During an interview on 02/26/2023 at 9:06 AM, CNA L stated she normally fed residents while standing. CNA L stated she was feeding Resident #58 while standing because she had no chairs to sit in while in the dining room.
During an observation on 02/26/2023 at 12:17 PM, there were 15 residents in the dining room with only 4 resident chairs available to accommodate seating. Four chairs were counted in the dining room, and all were occupied by the residents who ambulated with a walker. There were 2 recliners in the dining room were two of the residents were sitting with a meal tray on the bedside table in front of them. While meal trays were being passed out, staff had difficulty maneuvering through the dining room as evidence by pushing residents closer to the tables and turning sideways to carry trays to the table. When mealtime was complete the ambulatory residents had to wait for wheelchair bound residents to have been assisted before they were able to leave.

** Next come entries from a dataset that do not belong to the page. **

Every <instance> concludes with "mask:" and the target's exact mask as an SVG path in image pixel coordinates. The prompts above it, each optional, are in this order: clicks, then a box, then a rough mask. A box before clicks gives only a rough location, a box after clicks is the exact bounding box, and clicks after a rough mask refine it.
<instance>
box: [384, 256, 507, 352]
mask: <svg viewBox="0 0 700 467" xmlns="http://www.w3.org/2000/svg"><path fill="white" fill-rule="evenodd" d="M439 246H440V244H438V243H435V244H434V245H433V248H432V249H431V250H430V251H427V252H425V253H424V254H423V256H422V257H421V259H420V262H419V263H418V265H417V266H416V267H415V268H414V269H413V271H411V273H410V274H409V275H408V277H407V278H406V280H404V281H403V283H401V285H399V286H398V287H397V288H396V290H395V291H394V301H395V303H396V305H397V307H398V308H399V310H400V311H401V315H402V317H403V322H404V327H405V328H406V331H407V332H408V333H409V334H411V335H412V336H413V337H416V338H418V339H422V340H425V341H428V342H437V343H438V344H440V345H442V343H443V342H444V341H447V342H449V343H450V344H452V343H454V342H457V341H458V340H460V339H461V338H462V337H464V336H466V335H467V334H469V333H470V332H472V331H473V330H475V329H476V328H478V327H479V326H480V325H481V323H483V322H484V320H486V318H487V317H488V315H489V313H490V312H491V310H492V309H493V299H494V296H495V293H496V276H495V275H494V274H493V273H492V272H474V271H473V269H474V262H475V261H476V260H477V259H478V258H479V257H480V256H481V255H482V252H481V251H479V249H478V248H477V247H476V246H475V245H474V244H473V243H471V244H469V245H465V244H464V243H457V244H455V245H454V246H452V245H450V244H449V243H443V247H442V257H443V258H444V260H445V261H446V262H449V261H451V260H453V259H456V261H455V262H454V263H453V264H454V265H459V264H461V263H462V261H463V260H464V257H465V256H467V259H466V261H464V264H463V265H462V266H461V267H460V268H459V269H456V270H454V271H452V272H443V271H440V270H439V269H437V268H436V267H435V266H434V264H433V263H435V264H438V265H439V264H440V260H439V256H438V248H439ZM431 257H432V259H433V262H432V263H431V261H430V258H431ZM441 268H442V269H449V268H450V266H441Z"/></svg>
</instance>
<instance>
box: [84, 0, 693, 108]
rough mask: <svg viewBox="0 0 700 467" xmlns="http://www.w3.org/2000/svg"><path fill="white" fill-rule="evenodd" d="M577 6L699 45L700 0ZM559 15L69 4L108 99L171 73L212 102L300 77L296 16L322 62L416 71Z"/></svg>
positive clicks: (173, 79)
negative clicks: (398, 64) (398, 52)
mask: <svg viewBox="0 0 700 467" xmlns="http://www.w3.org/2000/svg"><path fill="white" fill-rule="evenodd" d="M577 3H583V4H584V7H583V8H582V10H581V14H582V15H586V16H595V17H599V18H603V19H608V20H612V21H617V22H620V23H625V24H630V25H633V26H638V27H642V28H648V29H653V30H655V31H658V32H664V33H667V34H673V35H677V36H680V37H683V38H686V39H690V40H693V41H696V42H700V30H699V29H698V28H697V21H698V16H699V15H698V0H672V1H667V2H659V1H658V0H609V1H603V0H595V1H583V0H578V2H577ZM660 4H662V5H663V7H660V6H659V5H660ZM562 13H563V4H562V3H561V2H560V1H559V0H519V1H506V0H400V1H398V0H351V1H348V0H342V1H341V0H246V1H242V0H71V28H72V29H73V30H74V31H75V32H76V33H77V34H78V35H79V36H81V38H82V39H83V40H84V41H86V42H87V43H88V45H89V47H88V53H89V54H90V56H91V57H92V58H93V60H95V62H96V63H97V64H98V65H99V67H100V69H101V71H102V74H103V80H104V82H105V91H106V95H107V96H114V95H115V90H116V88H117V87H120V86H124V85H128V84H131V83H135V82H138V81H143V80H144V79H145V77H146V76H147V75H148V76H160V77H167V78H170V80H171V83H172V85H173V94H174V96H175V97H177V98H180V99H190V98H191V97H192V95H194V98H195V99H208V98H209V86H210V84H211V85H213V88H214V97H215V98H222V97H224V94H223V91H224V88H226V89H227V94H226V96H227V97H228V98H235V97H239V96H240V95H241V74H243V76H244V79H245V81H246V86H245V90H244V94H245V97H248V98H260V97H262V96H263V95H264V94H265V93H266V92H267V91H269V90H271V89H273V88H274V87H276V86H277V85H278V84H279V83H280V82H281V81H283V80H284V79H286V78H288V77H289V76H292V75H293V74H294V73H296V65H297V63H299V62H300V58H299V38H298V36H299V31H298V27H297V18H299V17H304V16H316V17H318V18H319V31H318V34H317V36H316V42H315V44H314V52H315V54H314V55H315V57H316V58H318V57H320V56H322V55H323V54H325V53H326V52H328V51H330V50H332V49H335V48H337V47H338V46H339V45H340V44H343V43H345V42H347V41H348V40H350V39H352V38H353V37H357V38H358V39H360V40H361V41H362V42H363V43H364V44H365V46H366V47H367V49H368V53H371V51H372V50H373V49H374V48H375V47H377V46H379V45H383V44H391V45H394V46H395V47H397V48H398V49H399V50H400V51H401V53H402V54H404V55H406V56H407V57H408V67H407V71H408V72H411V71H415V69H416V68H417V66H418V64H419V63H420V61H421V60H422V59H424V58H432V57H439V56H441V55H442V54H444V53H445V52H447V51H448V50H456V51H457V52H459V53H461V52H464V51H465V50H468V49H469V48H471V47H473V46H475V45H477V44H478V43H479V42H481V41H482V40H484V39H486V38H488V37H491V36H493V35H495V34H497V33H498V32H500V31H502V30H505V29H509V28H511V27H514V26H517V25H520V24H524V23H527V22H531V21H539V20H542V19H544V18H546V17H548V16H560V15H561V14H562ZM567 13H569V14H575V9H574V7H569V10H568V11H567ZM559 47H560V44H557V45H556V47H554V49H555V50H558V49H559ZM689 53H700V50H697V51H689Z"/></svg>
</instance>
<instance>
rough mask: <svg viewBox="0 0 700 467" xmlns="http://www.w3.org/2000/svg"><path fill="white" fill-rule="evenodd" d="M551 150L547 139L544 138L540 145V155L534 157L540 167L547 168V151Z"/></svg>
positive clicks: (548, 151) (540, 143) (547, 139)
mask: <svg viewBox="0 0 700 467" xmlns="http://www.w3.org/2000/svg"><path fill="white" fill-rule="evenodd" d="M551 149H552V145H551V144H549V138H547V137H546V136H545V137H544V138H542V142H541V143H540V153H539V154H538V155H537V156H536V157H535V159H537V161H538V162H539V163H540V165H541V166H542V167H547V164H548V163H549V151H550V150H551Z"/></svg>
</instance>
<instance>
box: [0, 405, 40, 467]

During an interview for more information on 03/01/2023 at 4:02 PM, CNA L (who was present during dining observations on 02/26/2023) did not answer the telephone and a brief message was left. CNA L did not return the call upon exit of the facility.
During an interview for more information on 03/01/2023 at 4:09 PM, LVN H (who was present during dining observations on 02/26/2023) did not answer the telephone and a brief message was left. LVN H did not return the call upon exit of the facility.
During an interview on 03/01/2023 at 4:23 PM, CNA Q stated there could have been more table and chair space in the dining room. CNA Q stated there would not have been enough room if all the residents in the secured unit wanted to eat in the dining room. CNA Q stated having adequate seating and tables in the dining room was important so the residents could have enough space to be comfortable.
During an interview on 03/01/2023 at 4:46 PM, LVN M stated there was not enough space in the dining room on the secured unit. LVN M stated the staff should have ensured there was enough table space and chairs to prevent overcrowding. LVN M stated the administrator should have been notified if there were not enough table and chair space in the dining room. LVN M stated he had not had to notify the administrator. LVN M stated it was important to ensure residents had adequate space to prevent a lack of dignity and provide a comfortable environment.
During an interview on 03/01/2023 at 6:20 PM, the ADM stated he expected staff to report accommodation of resident needs in the dining areas. The ADM stated he was responsible for ensuring residents had appropriate accommodations and space in the dining rooms. The ADM stated he monitored this by performing observation rounds. The ADM stated the importance of having enough table and chair space was to make the environment more homelike for the residents.
Record review of the Resident Rooms and Environment policy, last revised in 08/2020, did not address dining room accommodations.